どうやる:乾いた布で1枚の窓をふきとり、しぼった水を計量カップに入れてmLではかります。
なぜ:「何mLの水がついたか」は、いちばん分かりやすい数字です。
減らす工夫をためす
何をする:対策の効果を調べます。
どうやる:1つの窓だけ、寝る前に15分換気してから閉めます。次の朝、ほかの窓とくらべます。

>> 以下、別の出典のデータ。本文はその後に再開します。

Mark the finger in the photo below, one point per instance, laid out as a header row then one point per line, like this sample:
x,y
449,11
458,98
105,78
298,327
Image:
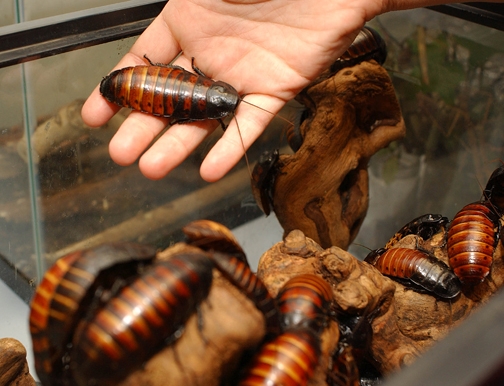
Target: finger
x,y
173,147
134,136
229,149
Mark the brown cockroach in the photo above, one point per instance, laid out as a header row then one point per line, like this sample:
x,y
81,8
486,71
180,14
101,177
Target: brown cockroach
x,y
289,360
367,45
475,231
472,239
416,269
139,320
56,306
305,301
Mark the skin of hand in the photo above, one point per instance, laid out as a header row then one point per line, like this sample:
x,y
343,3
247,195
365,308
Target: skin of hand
x,y
268,50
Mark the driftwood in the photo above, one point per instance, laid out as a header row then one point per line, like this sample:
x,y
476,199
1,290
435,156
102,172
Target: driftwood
x,y
13,365
322,189
405,323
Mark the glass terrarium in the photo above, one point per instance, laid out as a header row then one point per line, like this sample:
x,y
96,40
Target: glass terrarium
x,y
61,192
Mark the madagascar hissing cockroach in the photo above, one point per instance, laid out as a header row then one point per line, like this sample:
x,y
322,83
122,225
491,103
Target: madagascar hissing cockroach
x,y
344,369
288,360
304,301
212,236
475,231
139,320
173,92
417,269
67,291
367,45
263,180
494,190
424,226
472,239
230,260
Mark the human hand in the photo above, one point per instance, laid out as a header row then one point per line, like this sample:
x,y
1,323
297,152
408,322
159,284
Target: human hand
x,y
266,50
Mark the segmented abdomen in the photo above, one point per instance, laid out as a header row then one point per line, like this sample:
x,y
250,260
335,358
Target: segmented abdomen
x,y
167,91
305,301
418,267
288,360
471,242
66,293
135,324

なぜ:何もしない窓と比べることで、工夫が効いたかどうかが分かります。
3日間つづける
何をする:くり返して確かめます。
どうやる:3日間、同じ時刻に同じ記録をとります。天気も書きます。
なぜ:1日だけだと、その日の天気のせいかどうかが分かりません。
表とグラフにまとめる
何をする:記録を見やすくします。
どうやる:窓ごとの水の量を棒グラフにし、換気した窓に印をつけます。
なぜ:工夫の効果が、目で見て伝わります。
観察ポイント・記録の取り方
| 窓 | 部屋の温度 | 湿度 | 窓の温度 | 結露の高さ | 段階(0〜3) | 水の量 |
| 北向き | ||||||
| 南向き | ||||||
| 台所 | ||||||
| ふろ場 |
つまずきやすいポイント
⚠️ 記録する前にふいてしまう
なぜ:家族が気をきかせてふいてくれることがあります。
対処:「じっけん中・ふかないでください」とふせんをはります。
⚠️ 時刻がずれる
なぜ:昼になると日が当たって、結露は消えてしまいます。
対処:毎朝同じ時刻(起きてすぐ)に記録します。
⚠️ 窓の表面温度がはかれない
なぜ:温度計をはなして持つと、空気の温度になってしまいます。
対処:温度計の先をガラスにぴたりと当て、3分待ちます。
⚠️ 水がたれて床がぬれる
なぜ:結露が多いと、下のさんに水がたまります。
対処:窓のさんに乾いた布を置き、記録が終わったらふきとります。
発展アイデア
安全上の注意
まとめ方(発表・レポート)
模造紙1枚またはスライド5枚がおすすめです。
「予想」「家の窓の図」「結露の写真」「水の量の表とグラフ」「効いた工夫」の順にまとめます。